Modco is a b2b company focused on one single product: a pipeline closure called the Figure 500
When it comes to big oil and gas I'm not exactly an engineer. Which is why I relate Modco to a gas cap, but for the giant oil and water pipes instead of my '02 Taurus. More officially; Modco makes the best in class easy access ( < 1 min) threaded pipeline closures.
Working together with my good friend Jason Yang (who served as project manager), I served as main consultant as well as designer and developer on the entire site.
Oil equipment isn't at the top of every designer's list when it comes to product aesthetics. Definitely not pipeline closures.
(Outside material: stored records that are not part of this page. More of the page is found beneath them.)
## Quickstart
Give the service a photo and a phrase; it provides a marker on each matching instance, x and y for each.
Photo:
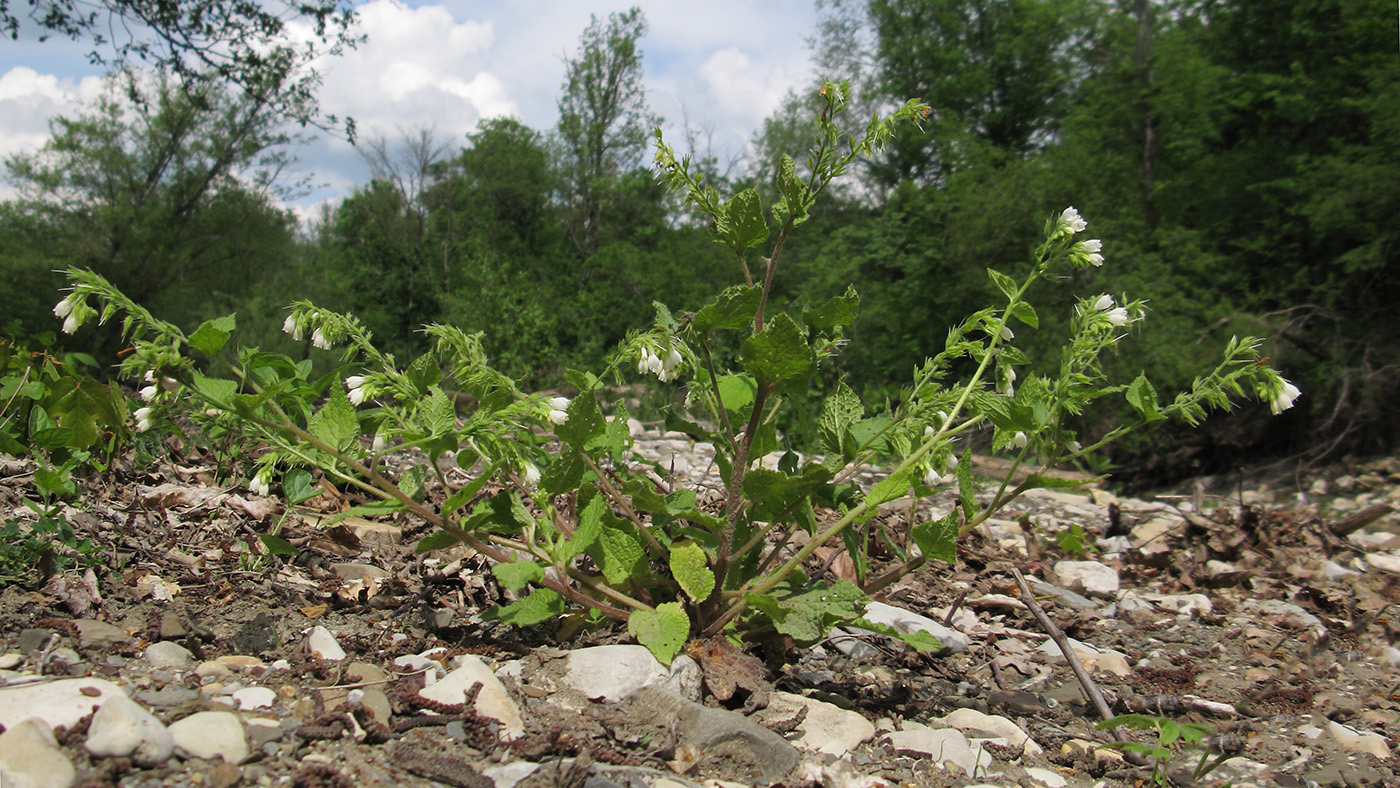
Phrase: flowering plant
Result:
(577, 526)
Nevertheless, it was easy to share in the passion of a company that takes pride in producing the absolute best product, and important to create a visual system that reflected it.
Pages of technical information and user manuals were simplified something that was easy to understand, sold the product and provided the support necessary to the engineers using the product.
The site serviced both clients sitting in pitch meetings, as well as engineers in the field troubleshooting issues, so a sterling mobile experience was essential to reducing support calls, and increasing sales.
It was fantastic being able to dictate my own stack for this project. I decided to use Perch as a CMS (something that from a dev standpoint saved me many hours) and Media Temple grid servers for hosting. I used git for version control and to keep the repository private, hosted the remote on Dropbox. For the rest, I used my typical workflow of Grunt/Sass etc.